1981: The drama "On Golden Pond," starring Henry Fonda, in his final film role, Katharine Hepburn and Jane Fonda, opens in limited release. The movie would go on to earn 10 Academy Award nominations, including Best Picture, Best Director for Mark Rydell, and Best Supporting Actress for Jane Fonda, with Henry Fonda and Hepburn winning for Best Actor and Best Actress and Ernest Thompson winning Best Adapted Screenplay for adopting his own play. The movie also found success at the box office, earning nearly $120 million to eventually finish as the year's second highest grossing film, behind only "Raiders of the Lost Ark."
1981: The drama "Reds," starring and directed by Warren Beatty, opens in theaters. The movie, which also stars Diane Keaton and Jack Nicholson, tells the life story of John Reed, the revolutionary communist, journalist and writer who chronicled the Russian Revolution in his book "Ten Days that Shook the World." The movie earned 12 Academy Award nominations, including Best Picture, Best Actor for Beatty, and Best Actress for Keaton, but won only three, including a Best Director Oscar for Beatty.
1981: The prime-time soap opera "Falcon Crest" premieres on television. The show, which starred Jane Wynam and Robert Foxworth and revolved around the feuding factions of the wealthy Gioberti/Channing family in the California wine industry, would run for nine seasons before ending on May 17, 1990.
1988: In Akron, Ohio, Roy Orbison gives his final concert. The rock singer, seen here in the January 1988 concert special "A Black and White Night," died of a heart attack at the age of 52 two days after the Akron concert.
1991: After declaring bankruptcy earlier in the year and having its profitable assets bought up by Delta Air Lines, Pan Am, once the principal and largest international air carrier in the United States, ceases operations.
1991: Journalist Terry A. Anderson is released after seven years in captivity as a hostage in Beirut.
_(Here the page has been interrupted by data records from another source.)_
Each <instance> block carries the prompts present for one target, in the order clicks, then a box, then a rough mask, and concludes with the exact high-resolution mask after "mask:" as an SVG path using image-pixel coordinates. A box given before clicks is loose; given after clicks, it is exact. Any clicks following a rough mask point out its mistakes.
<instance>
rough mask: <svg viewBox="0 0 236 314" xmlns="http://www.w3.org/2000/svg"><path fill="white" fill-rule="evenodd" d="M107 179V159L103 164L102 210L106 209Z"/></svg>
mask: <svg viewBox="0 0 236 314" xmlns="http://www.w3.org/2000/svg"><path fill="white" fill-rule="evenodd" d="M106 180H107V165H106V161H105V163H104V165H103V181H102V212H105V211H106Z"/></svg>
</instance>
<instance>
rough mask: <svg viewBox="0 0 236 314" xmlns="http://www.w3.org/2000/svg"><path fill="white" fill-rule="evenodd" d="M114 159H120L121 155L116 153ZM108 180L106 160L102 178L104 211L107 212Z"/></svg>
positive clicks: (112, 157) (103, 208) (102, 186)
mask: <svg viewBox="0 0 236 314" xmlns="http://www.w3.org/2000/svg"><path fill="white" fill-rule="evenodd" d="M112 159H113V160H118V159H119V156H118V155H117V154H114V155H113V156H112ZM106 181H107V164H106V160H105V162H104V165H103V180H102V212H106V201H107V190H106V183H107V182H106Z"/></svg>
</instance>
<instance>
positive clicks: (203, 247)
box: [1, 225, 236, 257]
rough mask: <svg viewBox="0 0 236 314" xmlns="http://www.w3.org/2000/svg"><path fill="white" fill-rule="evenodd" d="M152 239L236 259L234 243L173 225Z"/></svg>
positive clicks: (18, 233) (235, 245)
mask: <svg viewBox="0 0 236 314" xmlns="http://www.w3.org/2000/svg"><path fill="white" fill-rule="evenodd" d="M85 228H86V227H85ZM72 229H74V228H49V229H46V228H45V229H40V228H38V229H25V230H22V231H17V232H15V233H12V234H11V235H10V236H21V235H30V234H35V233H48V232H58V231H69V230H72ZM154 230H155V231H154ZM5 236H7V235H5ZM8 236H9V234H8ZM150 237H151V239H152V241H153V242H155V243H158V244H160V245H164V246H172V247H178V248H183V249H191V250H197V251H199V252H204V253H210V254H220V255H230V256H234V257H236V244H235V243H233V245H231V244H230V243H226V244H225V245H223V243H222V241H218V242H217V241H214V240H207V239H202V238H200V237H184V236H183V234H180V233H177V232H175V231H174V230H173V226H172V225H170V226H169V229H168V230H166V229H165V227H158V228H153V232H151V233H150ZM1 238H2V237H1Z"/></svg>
He was the last and longest-held American hostage in Lebanon.
1992: U.S. President George H. W. Bush orders 28,000 U.S. troops to Somalia in Northeast Africa under a humanitarian mission code named Operation Restore Hope. Bush (left) is seen here in January 1993 during a visit to Mogadishu, Somalia.
1993: Rock musician, composer and film director Frank Zappa dies of prostate cancer at the age of 52 in Los Angeles. In a career spanning more than 30 years, Zappa wrote rock, jazz and orchestral works, and produced nearly all of the more than 60 albums he released with the band The Mothers of Invention and as a solo artist. He also directed feature-length films and music videos, and designed album covers.
1997: A day after the Golden State Warriors voided his the rest of his four-year, $32 million contract, the National Basketball Association suspends Latrell Sprewell of the Golden State Warriors for one year for choking and threatening to kill his coach, P.J. Carlesimo, in a Dec. 1 incident. An arbitrator later overturned the voiding of Sprewell's contract and reduced the league suspension to the remaining 68 games of the 1997-98 NBA season.
1998: The Unity Module, the second module of the international space station, is launched on the space shuttle Endeavour on the first shuttle mission dedicated to assembly of the station. The 15-foot-by-18-foot Unity, the first U.S.-built component of the space station, joined the already orbiting Zarya module in space. The two modules were connected two days later.
2006: Six black youths assault a white teenager in Jena, La. The case would spark protests by those viewing the arrests and subsequent charges, initially attempted second-degree murder, as excessive and racially discriminatory. Supporters circulated online petitions, raised money for legal defense, and held a demonstration in Jena on Sept. 20, 2007 (pictured). All six defendants would eventually be convicted of simple battery.